DESCRIPTION OF SYMBOLS 1 Annular tuyere 2 Axial center part 3 Inner pipe 4 Refractory filling layer 5 Tubular part 6 Gap 7 Air box 8 Gas introduction pipe 9 Refining vessel 10 Iron skin 11 Refractory 12 Mounting hardware

Claims (2)

  Provided in a refining vessel for refining molten metal, in the gas blowing tuyere that blows gas into the refining vessel, the tuyere is provided with a tip portion inside the refining vessel of the tuyere and inside the tubular portion and the tubular portion A structure in which gas is ejected from a gap with a shaft center portion, the inner diameter of the tubular portion is 40 mm or more, and the gas to be blown is a mixed gas of an inert gas and a hydrocarbon gas. A gas blown tuyere. 2. The gas blowing tuyere according to claim 1, wherein each flow rate of the inert gas and the hydrocarbon gas is equal to or higher than a flow rate determined by the following equation (1).

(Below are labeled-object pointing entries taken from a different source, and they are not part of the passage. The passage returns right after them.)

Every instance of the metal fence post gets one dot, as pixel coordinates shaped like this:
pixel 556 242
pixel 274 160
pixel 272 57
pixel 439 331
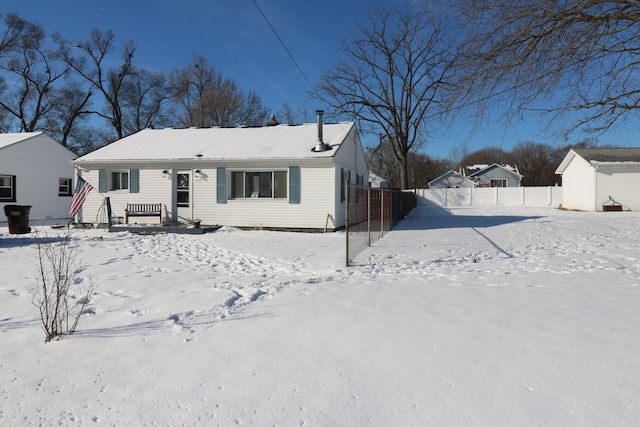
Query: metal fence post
pixel 346 220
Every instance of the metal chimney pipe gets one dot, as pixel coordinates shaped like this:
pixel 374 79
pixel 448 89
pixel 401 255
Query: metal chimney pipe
pixel 320 145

(Q1 + α × Q2) / L = 10 (1)
However, in equation (1), Q1 is the flow rate of inert gas (m ³ (standard state) / min), Q2 is the flow rate of hydrocarbon gas (m ³ (standard state) / min), and α is the inert gas flow rate. The ratio (R2 / R1) of the cooling capacity (R1) and the cooling capacity (R2) of the hydrocarbon gas, L is the sum (m) of the peripheral length of the inner wall of the tubular portion and the peripheral length of the outer wall of the axial center portion.